To Nha Notes | Technology blog posts

Loading Data into a Snowflake Data Warehouse

To Nha Notes | Jan. 2, 2022, 12:46 p.m.

Configuring a Snowflake Warehouse as a Destination

If you’re using Snowflake as your data warehouse, you have three options for configuring access to the S3 bucket from your Snowflake instance:

Configure a Snowflake storage integration
Configure an AWS IAM role
Configure an AWS IAM user

Of the three, the first is recommended because of how seamless using a Snowflake storage integration is when later interacting with the S3 bucket from Snowflake. it’s best to refer to the latest Snowflake documentation on the topic.

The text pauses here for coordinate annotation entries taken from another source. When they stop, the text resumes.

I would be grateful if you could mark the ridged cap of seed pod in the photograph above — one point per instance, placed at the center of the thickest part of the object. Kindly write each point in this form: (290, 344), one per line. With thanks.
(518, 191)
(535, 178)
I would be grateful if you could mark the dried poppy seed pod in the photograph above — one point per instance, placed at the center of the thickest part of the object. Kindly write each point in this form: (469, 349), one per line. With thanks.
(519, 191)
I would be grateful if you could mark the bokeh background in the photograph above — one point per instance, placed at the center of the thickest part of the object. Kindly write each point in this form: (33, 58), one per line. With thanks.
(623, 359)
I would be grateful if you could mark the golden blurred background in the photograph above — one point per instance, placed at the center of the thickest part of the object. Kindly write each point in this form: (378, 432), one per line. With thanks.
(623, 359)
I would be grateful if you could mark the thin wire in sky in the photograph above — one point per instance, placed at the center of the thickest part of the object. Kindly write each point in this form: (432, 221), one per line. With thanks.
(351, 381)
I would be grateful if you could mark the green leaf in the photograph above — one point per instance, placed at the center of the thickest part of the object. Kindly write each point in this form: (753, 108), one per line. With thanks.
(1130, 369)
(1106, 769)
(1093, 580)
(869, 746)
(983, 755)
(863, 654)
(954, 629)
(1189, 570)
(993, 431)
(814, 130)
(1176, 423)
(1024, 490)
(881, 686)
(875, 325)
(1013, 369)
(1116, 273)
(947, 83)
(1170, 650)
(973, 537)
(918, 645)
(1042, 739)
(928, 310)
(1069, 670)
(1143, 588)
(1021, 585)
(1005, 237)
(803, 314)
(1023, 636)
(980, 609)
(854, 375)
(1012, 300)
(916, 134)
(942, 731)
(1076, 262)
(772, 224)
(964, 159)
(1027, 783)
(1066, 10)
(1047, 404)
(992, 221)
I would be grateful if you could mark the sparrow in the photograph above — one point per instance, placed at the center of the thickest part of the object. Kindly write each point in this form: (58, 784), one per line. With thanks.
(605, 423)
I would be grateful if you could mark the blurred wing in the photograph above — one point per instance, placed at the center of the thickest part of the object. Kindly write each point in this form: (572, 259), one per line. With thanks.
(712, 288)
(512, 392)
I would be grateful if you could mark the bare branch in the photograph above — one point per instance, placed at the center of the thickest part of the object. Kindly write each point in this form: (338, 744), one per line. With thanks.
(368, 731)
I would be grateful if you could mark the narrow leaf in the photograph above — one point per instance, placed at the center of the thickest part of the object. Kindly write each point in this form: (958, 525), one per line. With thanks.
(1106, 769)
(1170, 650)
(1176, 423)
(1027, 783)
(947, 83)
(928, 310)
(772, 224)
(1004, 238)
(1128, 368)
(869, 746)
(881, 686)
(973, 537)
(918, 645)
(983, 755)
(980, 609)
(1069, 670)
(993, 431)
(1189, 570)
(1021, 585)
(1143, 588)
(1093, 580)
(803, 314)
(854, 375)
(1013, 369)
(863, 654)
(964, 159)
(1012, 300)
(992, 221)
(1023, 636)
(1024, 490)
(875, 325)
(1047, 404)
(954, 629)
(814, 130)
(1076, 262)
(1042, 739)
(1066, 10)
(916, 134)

In the final step of the configuration you’ll create an external stage. An external stage is an object that points to an external storage location so Snowflake can access it. The S3 bucket you created earlier will serve as that location.

Before you create the stage, it’s handy to define a FILE FORMAT in Snowflake that you can both refer to for the stage and later use for similar file formats.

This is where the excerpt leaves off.